報告承辦單位:數學與統計學院
報告內容: Fighting malaria by a bacterium: modelling the potential role of engineered symbiotic bacteria in malaria control
報告人姓名:Xingfu Zou(鄒幸福)
報告人所在單位: 加拿大西安大略大學
報告人職稱/職務及學術頭銜: 教授,博導
報告時間: 2019年7月10日 周三上午10:30
報告地點: 理科樓A419
報告人簡介: 鄒幸福教授于1983年和1989年在中山大學數學系和湖南大學數學系分別獲學士和碩士學位。1996年在加拿大約克大學博士畢業并獲理學博士學位之后分別在加拿大維多利亞大學和美國喬治亞理工學院動力系統與非線性研究中心做博士后。1999年1月至2004年1月在加拿大紐芬蘭紀念大學先后教授教授(終身教職),自2004年開始在加拿大西安大略大學應用數學系教授(終身教職),2012年入選湖南省百人計劃專家并在中南大學擔教授, 在泛函微分方程與應用動力系統研究領域取得了一系列有影響的創新成果在J.Dif.Eqns. SIAM J.Appl.Math., SIAM J.Math.Anal.等著名雜志發表有影響的研究論文一百多篇,擔任Applicable Analysis, Journal of Computational and Applied Mathematics, Communications on Pure and Applied Analysis等SCI收錄雜志的編委, 曾獲加拿大國家自然科學和工博土后獎, Petro-Canada青年研究創新獎, 安大略省長杰出研究獎。

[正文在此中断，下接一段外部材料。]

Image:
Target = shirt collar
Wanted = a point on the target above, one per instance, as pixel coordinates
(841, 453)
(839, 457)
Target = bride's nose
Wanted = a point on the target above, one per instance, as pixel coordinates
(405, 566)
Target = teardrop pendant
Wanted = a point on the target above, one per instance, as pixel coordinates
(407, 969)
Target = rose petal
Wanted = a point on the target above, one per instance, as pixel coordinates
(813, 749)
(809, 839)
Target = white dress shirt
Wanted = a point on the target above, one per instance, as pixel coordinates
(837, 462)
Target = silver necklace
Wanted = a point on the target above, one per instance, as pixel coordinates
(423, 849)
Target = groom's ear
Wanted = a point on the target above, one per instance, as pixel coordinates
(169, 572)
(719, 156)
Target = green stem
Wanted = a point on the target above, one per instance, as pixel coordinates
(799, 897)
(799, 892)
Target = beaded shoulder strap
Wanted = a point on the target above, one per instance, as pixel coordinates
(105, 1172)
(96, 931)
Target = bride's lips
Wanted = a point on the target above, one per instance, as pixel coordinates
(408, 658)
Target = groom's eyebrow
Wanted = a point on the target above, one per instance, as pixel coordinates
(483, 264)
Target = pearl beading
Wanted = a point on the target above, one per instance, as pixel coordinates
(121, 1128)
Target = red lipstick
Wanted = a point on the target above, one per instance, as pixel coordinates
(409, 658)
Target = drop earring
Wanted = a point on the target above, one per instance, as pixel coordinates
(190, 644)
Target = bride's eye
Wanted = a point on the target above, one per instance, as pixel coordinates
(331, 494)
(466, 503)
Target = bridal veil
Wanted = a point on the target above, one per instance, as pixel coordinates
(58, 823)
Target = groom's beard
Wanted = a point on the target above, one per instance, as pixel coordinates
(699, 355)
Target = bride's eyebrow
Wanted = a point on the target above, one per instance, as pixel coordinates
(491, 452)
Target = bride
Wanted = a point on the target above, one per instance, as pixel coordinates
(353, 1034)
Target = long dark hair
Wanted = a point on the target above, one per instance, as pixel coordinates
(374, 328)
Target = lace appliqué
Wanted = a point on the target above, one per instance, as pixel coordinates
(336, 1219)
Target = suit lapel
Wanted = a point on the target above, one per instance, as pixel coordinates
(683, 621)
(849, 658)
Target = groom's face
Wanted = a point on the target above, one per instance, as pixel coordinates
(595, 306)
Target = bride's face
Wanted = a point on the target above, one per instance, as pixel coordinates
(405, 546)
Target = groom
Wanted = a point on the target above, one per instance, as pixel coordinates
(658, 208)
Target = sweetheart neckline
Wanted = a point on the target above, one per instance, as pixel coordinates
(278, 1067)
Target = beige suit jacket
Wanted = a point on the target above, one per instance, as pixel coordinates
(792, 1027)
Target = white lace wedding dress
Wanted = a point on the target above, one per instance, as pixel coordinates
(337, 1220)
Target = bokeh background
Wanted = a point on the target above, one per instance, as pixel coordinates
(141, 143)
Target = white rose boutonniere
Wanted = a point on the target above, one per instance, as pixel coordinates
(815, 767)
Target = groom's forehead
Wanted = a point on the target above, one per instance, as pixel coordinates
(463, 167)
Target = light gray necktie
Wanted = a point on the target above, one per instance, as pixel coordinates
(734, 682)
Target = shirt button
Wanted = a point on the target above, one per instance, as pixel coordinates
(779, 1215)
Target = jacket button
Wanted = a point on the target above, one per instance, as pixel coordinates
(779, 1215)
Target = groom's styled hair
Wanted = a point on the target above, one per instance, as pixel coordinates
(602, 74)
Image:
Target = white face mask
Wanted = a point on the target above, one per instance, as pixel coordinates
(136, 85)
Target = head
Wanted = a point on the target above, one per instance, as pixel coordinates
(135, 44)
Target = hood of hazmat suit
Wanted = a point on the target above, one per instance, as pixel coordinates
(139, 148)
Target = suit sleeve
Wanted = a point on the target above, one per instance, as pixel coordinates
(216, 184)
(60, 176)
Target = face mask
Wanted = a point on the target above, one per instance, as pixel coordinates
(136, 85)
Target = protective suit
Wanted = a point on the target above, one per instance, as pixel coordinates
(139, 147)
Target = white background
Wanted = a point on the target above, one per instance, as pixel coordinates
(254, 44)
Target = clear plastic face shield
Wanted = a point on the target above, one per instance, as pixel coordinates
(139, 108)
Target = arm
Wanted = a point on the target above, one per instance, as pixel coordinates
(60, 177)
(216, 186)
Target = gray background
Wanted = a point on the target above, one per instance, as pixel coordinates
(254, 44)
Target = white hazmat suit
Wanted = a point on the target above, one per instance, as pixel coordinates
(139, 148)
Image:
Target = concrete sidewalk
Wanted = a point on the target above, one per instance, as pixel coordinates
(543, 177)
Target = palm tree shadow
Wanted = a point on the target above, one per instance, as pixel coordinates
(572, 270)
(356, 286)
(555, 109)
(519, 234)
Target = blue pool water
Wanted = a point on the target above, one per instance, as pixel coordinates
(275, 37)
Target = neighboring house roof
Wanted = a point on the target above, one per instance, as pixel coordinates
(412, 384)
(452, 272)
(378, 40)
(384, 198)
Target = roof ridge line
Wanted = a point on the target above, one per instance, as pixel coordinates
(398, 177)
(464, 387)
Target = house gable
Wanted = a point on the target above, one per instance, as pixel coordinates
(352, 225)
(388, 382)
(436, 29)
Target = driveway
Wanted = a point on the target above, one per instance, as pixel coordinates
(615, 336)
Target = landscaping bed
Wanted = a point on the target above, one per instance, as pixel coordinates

報告摘要:Recent experimental study suggests that the engineered symbiotic bacteria Serratia AS1 may provide a novel, effective and sustainable biocontrol of malaria. These recombinant bacteria have been shown to be able to rapidly disseminate throughout mosquito populations and to efficiently inhibit development of malaria parasites in mosquitoes in controlled laboratory experiments. In this talk, I will present a climate-based malaria model which involves both vertical and horizontal transmissions of the engineered Serratia AS1 bacteria in mosquito population. Our analysis shows that the dynamics of the model system is totally determined by the vector reproduction ratio Rv and the basic reproduction ratio R0. If Rv <1, then the mosquito-free state is globally attractive. If Rv>1 and R_0 < 1, then the disease-free periodic solution is globally attractive. If Rv>1 and R0>1, then the positive periodic solution is globally attractive. I will also present some numerical simulation results by using some dada available for Duoala in Cameroon, which not only confirm the obtained analytic results but also help evaluate the effects of releasing the engineered Serratia AS1 bacteria in field in this place of Africa.